Los mexicanos tenemos tendencia a pensar que es posible vivir del envidiable accidente de ser rubio. Como los japoneses, privilegiamos las fisonomías ajenas a nuestra condición y suponemos que nacer con ojos azules ahorra trámites y aumenta el sueldo.
Esta actitud autodenigratoria nunca benefició al condiscípulo que revelaba sus secretos en las mejillas. Cuando el profesor de historia preguntaba los nombres de los emperadores aztecas, le bastaba dirigir la mirada al número 3 de la lista, Aldebarán, para saber que no llegaría ni a Acamapichtli.
Sergio se ponía rojo ante la amenaza de estar en falta. En su casa, los hermanos lo adoraban porque lo podían culpar de todo. Al ver un jarrón roto, la madre acariciaba con suave crueldad un cinturón del padre y preguntaba: "¿Quién fue?".
Los demás desviaban la vista a Sergio. El color subía a sus mejillas por mero nerviosismo. Eso bastaba para que recibiera el primer cinturonazo.
Cursábamos la preparatoria cuando descubrimos que el dinero nos alcazaba para comprar Padre Quino, brebaje de uva que no tenía corcho sino una corcholata del tamaño de una hostia de consagrar. Durante una borrachera que tuvo los efectos de haber bebido merthiolate, Sergio me confesó que su hermano Lencho estaba cojo por su culpa.
Lencho era el mayor de los Aldebarán. Según la leyenda familiar, iba a ser un astro del basquetbol y había sido pretendido por varias universidades de Estados Unidos. Una Semana Santa fueron de vacaciones al Hotel Canarios, en Cuernavaca, que tenía como dieciséis albercas.
Una de ellas estaba vacía. Sergio desafió a su hermano a lanzarse ahí de noche, con los ojos cerrados. Como Lencho vivía para romper récords, aceptó el reto, cayó sobre el concreto, se fracturó la rodilla en siete partes y el peroné en dos.
Desde entonces caminaba a destiempo y le decían Punto y coma.
Este era el momento de mayor dramatismo en la vida de Sergio, no sólo porque perjudicó a su hermano a causa de un desafío idiota, sino porque la víctima jamás lo delató. Lencho dejó de ser una promesa atlética y se convirtió en una especie de héroe moral.
En las reuniones familiares se refería a los soplones como si fuera un líder rebelde con oportunidades de ser traicionado. Él nunca denunció a Sergio.
Mientras tanto, mi amigo sufría como el poeta de Muerte sin fin, sitiado en su epidermis. Recordar su fechoría sin castigo lo llevaba a ponerse rojo de vergüenza. Esto hacía que los demás le atribuyeran el desastre del momento (recuerdo la noche en que, sin más prueba que su piel, fue responsabilizado de la desaparición del pájaro del reloj cucú).

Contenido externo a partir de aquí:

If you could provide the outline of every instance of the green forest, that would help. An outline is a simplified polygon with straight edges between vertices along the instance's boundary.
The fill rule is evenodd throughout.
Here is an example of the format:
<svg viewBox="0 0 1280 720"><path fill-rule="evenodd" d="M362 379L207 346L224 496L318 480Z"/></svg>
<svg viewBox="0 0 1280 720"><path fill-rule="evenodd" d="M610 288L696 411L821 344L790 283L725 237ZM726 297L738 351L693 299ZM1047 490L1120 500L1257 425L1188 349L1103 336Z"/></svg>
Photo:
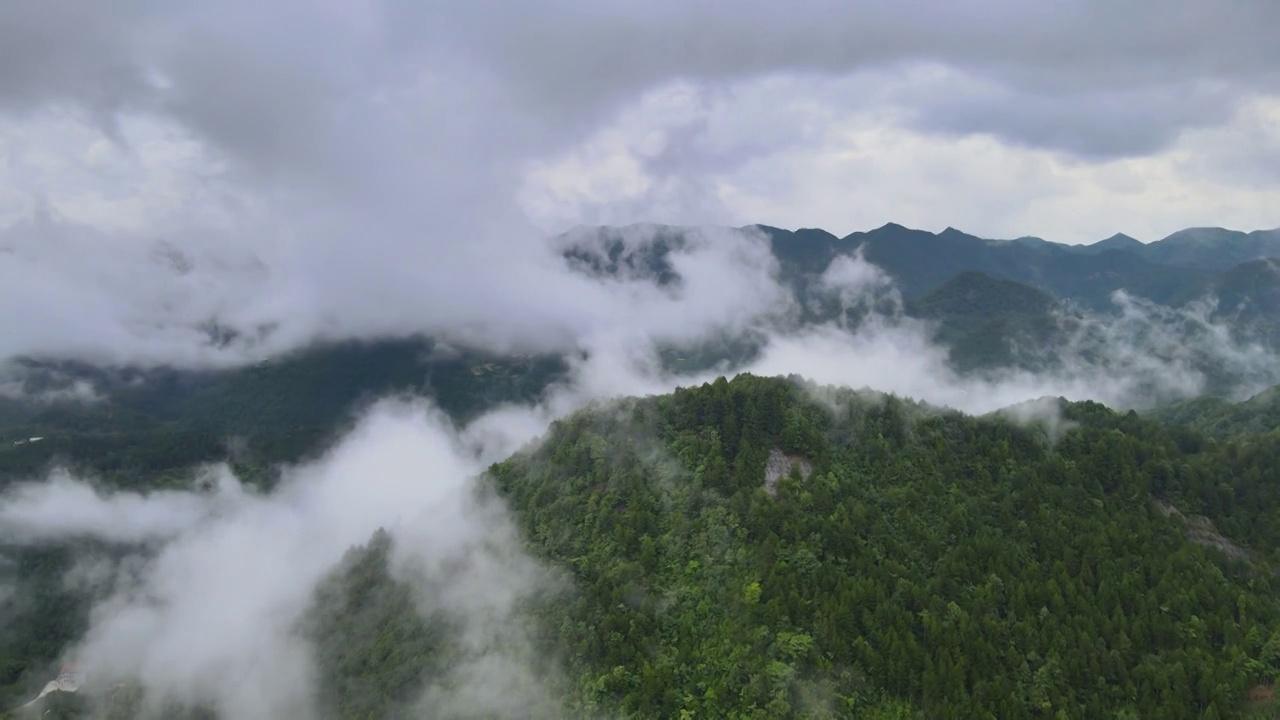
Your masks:
<svg viewBox="0 0 1280 720"><path fill-rule="evenodd" d="M1280 716L1270 397L1018 424L739 375L559 420L476 488L570 579L521 610L556 669L530 716ZM316 592L328 717L420 716L454 661L392 543ZM4 635L8 682L81 629L65 600L64 624Z"/></svg>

En las cenas de los Aldebarán, ser rubio era visto como un defecto insuperable. "La sangre traiciona a los pálidos", me dijo alguna vez su hermana Cristi, que no he mencionado hasta este momento para no recuperar el nerviosismo que siempre me produjo.
Ante ella, mi piel era tan endeble como la de Sergio.
En los últimos 20 años me he encontrado un par de veces con el amigo al que la edad ha puesto aún más pálido. Ahora parece salido del Museo de Cera. La última vez que lo vi me dijo que el más moreno de sus hermanos se había convertido en un sociópata de peligro internacional.
Había desfalcado a varios empresarios y vivía en Canadá, donde una extraña ley otorga la ciudadanía o el permiso de residencia por cinco años a cambio de una fuerte inversión.
"Como no se pone colorado, se siente con permiso para engañar a todo mundo", comentó Sergio. Le dije que su comentario era racista y respondió: "¡Claro que no! Su problema no es ser moreno, sino haber crecido junto a un blanco que se ponía rojo por cualquier cosa.
Él sí fue racista: se aprovechó de mi piel para que yo pagara sus culpas".
Lo más extraño de ese encuentro fue que el gran drama de su vida, confesado en la euforia etílica del Padre Quino, había tenido un desenlace sorprendente. En forma dolorosa pero cierta, había ayudado a su hermano. Las fracturas de Lencho acabaron con la fantasía de triunfar en el basquetbol de Estados Unidos sin ser negro ni medir dos metros, y la entereza con que las padeció lo transformaron en un teórico del bien y el mal.
Actualmente es experto en ética del Derecho y asesora a organismos multinacionales. "Le convenía no ser basquetbolista", le dije a Sergio.